[
https://issues.apache.org/jira/browse/KAFKA-13191?page=com.atlassian.jira.plugin.system.issuetabpanels:all-tabpanel
]
CS User updated KAFKA-13191:
----------------------------
Description:
We're using confluent platform 6.2, running in a Kubernetes environment. The
cluster has been running for a couple of years with zero issues, starting from
version 1.1, 2.5 and now 2.8.
We've very recently upgraded to kafka 2.8 from kafka 2.5.
Since upgrading, we have seen issues when kafka and zookeeper pods restart
concurrently.
We can replicate the issue by restarting either the zookeeper statefulset first
or the kafka statefulset first, either way appears to result with the same
failure scenario.
We've attempted to mitigate by preventing the kafka pods from stopping if any
zookeeper pods are being restarted, or a rolling restart of the zookeeper
cluster is underway.
We've also added a check to stop the kafka pods from starting until all
zookeeper pods are ready, however under the following scenario we still see the
issue:
In a 3 node kafka cluster with 5 zookeeper servers
# kafka-2 starts to terminate - all zookeeper pods are running, so it proceeds
# zookeeper-4 terminates
# kafka-2 starts-up, and waits until the zookeeper rollout completes
# kafka-2 eventually fully starts, kafka comes up and we see the errors below
on other pods in the cluster.
Without mitigation and in the above scenario we see errors on pods kafka-0:
{noformat}
[2021-08-11 11:45:57,625] WARN Broker had a stale broker epoch (670014914375),
retrying. (kafka.server.DefaultAlterIsrManager){noformat}
Kafka-1 seems ok
When kafka-2 starts, it has this log entry with regards to its own broker epoch:
{noformat}
[2021-08-11 11:44:48,116] INFO Registered broker 2 at path /brokers/ids/2 with
addresses:
INTERNAL://kafka-2.kafka.svc.cluster.local:9092,INTERNAL_SECURE://kafka-2.kafka.svc.cluster.local:9094,
czxid (broker epoch): 674309865493 (kafka.zk.KafkaZkClient) {noformat}
This never appears to recover.
If you then restart kafka-2, you'll see these errors:
{noformat}
org.apache.kafka.common.errors.InvalidReplicationFactorException: Replication
factor: 3 larger than available brokers: 0. {noformat}
This seems to completely break the cluster, partitions do not failover as
expected.
Checking zookeeper, and getting the values of the brokers look fine
{noformat}
get /brokers/ids/0{noformat}
etc, all looks fine there, each broker is present.

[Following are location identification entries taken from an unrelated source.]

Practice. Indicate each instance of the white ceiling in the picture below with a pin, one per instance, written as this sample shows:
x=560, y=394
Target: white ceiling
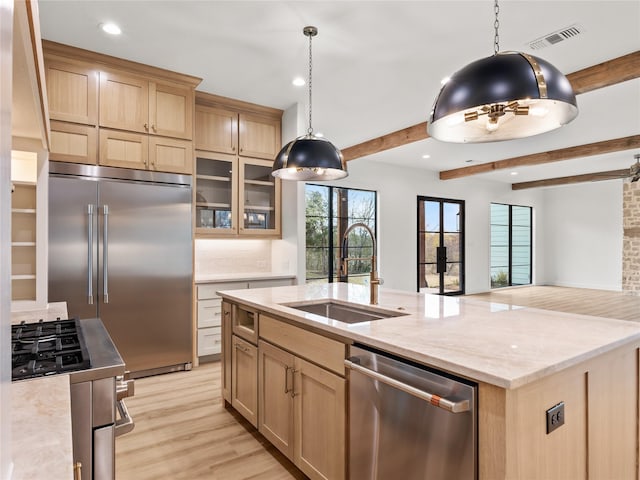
x=377, y=65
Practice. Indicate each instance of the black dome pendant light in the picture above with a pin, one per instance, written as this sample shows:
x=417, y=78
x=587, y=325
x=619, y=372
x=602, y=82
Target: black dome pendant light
x=309, y=157
x=508, y=95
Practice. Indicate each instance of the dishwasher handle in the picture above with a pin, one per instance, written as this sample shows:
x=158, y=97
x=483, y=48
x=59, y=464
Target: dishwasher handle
x=433, y=399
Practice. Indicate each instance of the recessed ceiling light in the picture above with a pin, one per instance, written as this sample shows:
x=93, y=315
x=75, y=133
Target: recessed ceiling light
x=110, y=28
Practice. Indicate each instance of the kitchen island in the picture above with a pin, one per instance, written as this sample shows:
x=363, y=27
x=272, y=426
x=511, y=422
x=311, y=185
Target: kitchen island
x=525, y=361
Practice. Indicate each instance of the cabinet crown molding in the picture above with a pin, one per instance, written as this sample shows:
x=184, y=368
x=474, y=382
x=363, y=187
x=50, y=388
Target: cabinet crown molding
x=75, y=53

This error message appears to have been added to kafka in the last 11 months
{noformat}
Broker had a stale broker epoch {noformat}
Via this PR:
[https://github.com/apache/kafka/pull/9100]
I see also this comment around the leader getting stuck:
[https://github.com/apache/kafka/pull/9100/files#r494480847]
Recovery is possible by continuing to restart the remaining brokers in the
cluster. Once all have been restarted, everything looks fine.
Has anyone else come across this? It seems very simple to replicate in our
environment, simply start a simultaneous rolling restart of both kafka and
zookeeper.
I appreciate that Zookeeper and Kafka would not normally be restarted
concurrently in this way. However there are going to be scenarios where this
can happen, such as if we had simultaneous Kubernetes node failures, resulting
in the loss of both a zookeeper and a kafka pod at the same time. This could
result in the issue above.
This is not something that we have seen previously with versions 1.1 or 2.5.
Just to be clear, rolling restarting only kafka or zookeeper is absolutely
fine.
was:
We're using confluent platform 6.2, running in a Kubernetes environment. The
cluster has been running for a couple of years with zero issues, starting from
version 1.1, 2.5 and now 2.8.
We've very recently upgraded to kafka 2.8 from kafka 2.5.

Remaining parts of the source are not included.